The mind can’t write home ’cause it’s always there.
93106-28
The mentally alert will eventually ask themself:
“How long must I defend this operation? — this position which I did not build,
and whose value to me, remains unclear!?”
93106-29
Why should the living speak of the dead
When turn-about’s not in the scheme!?
93106-30
One man thought:
“I am not a solo act — I am a dance team! — me and my mind.
How did I get in such a position!? — I never decided I wanted to be part of an act!?”
93106-31
What makes a thinker sicker than the past? — The muddled present.
93106-32
Desperate times call for desperate measures —
— But these aren’t desperate times — unless you’re committed to alert measures.
A thinker, stranded on an alien planet thought:
“It’s not the specific foods that poison me, but rather the fact that I must dine here at all.”
93106-33
For lunch, one man looked in a mirror and said: “Ahh — human pie.”
93106 – 34
The mind — man’s collective mind — says to each individual:
“Resistance will do no good.”
93106-35
One man added some originality to his melancholy,
And now says he has a, “head like a melon,
and a face like a scottie.”
Words won’t let you down unless you depend on them.
93106-36
Love of kin keeps wolves from depression.
A real man is on his own.
93106-37
You can insult your mind, you can argue with your mind, you can encourage your mind —
but it’s all the same.
93106-38
A thinker’s only hiatus is in going back to his ordinary state of consciousness —
and that’s a bummer — not a vacation!
93106-39
Helping defend the collective’s goal line,
While trying to stay individually sane,
Is what makes men think that if today is not like yesterday, something is wrong.

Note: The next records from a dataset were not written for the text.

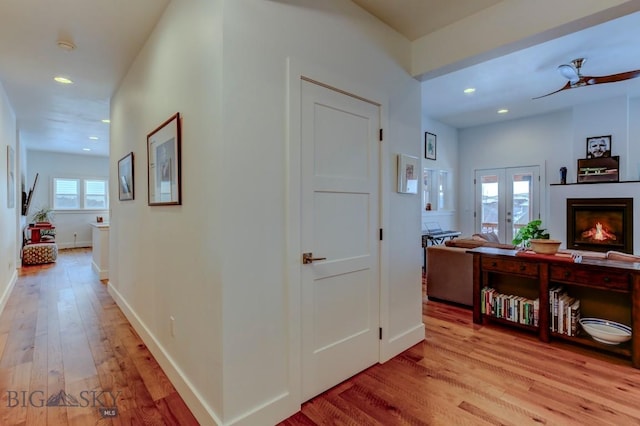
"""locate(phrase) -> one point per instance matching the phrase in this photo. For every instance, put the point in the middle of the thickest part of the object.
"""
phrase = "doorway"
(340, 283)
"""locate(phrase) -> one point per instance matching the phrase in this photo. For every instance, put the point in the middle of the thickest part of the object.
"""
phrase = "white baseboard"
(401, 342)
(203, 413)
(77, 244)
(103, 274)
(8, 290)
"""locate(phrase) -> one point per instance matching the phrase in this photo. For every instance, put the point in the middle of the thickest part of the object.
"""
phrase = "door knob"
(308, 258)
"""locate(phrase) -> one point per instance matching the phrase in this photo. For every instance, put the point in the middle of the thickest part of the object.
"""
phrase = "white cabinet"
(100, 241)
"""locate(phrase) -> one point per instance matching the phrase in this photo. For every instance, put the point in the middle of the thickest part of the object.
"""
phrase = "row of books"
(564, 312)
(507, 306)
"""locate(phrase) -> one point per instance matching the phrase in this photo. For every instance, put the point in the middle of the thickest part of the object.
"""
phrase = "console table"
(608, 289)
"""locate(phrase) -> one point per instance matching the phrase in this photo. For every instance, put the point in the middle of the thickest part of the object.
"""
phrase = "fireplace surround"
(600, 224)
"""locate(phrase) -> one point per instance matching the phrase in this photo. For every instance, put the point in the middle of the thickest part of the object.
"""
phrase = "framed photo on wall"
(408, 174)
(599, 146)
(163, 168)
(126, 188)
(430, 141)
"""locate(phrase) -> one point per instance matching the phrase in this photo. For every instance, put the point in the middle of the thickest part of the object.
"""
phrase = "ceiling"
(109, 34)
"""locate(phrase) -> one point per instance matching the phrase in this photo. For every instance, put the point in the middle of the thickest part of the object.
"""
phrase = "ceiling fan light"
(569, 72)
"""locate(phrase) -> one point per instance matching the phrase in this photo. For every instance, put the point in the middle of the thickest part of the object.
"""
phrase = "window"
(95, 194)
(436, 190)
(69, 194)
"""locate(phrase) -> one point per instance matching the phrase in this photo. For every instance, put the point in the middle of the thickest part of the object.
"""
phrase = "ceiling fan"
(576, 79)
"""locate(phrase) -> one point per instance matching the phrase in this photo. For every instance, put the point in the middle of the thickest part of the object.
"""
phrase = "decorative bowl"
(607, 332)
(544, 246)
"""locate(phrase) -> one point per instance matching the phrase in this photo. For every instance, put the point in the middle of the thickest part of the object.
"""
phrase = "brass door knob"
(308, 258)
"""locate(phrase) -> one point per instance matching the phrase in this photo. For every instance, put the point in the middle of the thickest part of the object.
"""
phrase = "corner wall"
(218, 263)
(9, 217)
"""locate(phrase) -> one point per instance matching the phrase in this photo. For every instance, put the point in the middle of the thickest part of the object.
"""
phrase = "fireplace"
(600, 224)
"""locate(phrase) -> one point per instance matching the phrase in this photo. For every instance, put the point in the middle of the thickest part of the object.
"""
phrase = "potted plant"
(531, 231)
(43, 214)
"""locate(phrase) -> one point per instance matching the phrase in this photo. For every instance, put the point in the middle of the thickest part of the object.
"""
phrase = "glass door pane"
(490, 196)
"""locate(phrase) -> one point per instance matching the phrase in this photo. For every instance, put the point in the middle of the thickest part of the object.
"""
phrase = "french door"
(506, 200)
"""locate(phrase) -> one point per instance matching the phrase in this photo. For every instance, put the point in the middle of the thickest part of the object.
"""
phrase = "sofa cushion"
(464, 243)
(487, 236)
(471, 243)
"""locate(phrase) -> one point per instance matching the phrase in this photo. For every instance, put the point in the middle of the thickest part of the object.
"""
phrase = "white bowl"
(608, 332)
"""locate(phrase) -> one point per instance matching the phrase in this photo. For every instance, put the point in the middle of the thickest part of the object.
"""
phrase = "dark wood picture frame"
(126, 185)
(599, 146)
(164, 163)
(596, 170)
(430, 145)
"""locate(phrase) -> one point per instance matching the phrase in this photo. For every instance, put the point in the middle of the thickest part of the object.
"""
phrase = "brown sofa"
(450, 268)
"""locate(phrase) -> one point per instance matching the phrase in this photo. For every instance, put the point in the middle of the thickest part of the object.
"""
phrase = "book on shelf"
(509, 307)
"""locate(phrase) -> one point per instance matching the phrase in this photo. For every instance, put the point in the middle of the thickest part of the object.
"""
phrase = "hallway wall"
(9, 217)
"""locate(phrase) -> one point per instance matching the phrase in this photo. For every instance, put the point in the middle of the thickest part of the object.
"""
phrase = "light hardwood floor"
(61, 331)
(465, 374)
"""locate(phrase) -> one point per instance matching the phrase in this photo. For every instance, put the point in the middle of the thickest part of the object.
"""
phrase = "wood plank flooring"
(465, 374)
(61, 331)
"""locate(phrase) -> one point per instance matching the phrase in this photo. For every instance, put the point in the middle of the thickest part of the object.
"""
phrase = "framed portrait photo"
(599, 146)
(126, 188)
(163, 166)
(408, 174)
(430, 141)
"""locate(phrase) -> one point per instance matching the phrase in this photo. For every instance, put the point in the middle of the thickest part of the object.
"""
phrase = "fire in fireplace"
(600, 224)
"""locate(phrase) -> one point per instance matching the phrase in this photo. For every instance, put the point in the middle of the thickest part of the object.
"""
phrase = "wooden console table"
(607, 289)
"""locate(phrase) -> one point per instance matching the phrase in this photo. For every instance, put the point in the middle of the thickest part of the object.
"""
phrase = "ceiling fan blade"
(612, 78)
(565, 87)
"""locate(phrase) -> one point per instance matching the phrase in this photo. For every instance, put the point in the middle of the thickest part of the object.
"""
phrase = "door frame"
(538, 192)
(298, 70)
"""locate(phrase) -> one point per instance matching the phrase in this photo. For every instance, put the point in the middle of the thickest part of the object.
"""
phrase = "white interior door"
(507, 199)
(340, 294)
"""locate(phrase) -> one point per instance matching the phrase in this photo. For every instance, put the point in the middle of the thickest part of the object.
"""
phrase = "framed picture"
(163, 155)
(125, 178)
(599, 146)
(430, 146)
(408, 174)
(11, 177)
(602, 169)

Man’s fear of death is fear of change — intellectual change.
93106-40
You can’t frighten life.
If you can’t frighten life — why would you do so to yourself!?
93106-41
Inside the armor of every mythical knight is a non-mythical knight,
And inside of every non-mythical knight is a dragon in an evening gown,
And stuffed into the bra of every dragon’s evening gown is a copy of this information —
…which no one ever reads.
93106-42
No one who doesn’t want to be a real person is ever forced to.
93106-43
If there is such a thing as “will” — and thus, will-power —
the only example would be mental.
93106-44
“Plethora of plethoras,” said one man, “The mind forever soars through itself.”
A new center established is a bird that can hover.
93106-45
Man watches the clock of urgency while life runs out of nothing.
93106-46
The collective’s interest is in man’s mind;
Any attention to consciousness is the individual’s responsibility.
93106 -47
We’re all being held down & tortured —
But no one actually cares, save those who believe that we’re being held down & tortured.
93106-48
The gods speak to ordinary minds– real people attempt communication with themselves.
93106-49
Being individually alert amidst the collective’s consciousness
Is like trying to tap dance on a floor covered with roaches who move at the speed of light.
93106 -50
At the hormonal level, tomorrow is always a shock.
The neural, Get Ready Man says: “You ought to get ready.”
93106-51
One man’s private prayer was: “If I should die before I wake — I deserve to die.”
93106-52
The bullseye of the alert’s target remains as ever-changing as the angle of the sun. — and yet as certain.
93106-53
No creature struggles to survive like man’s mind.
This, if nothing else — stamps its singularity.
93106-54
One man thought: “If I’m so smart, why can’t I stop!?”
93106-55
The mind describes in twenty words
What consciousness does in none;
Then neo-consciousness can say in some
What seems like less than none.
93106-56
A man thought: “I have a terminal disease.”
93106-57
Poetry, metaphors and symbolism are all indeed captivating
In that they help keep a mind from having to look at life plain and point-blank.
93106-58
A man thought: “Too long have I pursued a horse with no rider.”
93106-59
Then followed the thought:
“I was at first found — captured — then apparently set free;
What I now seek is my own liberating return.
Come home, old dear — come home I say.”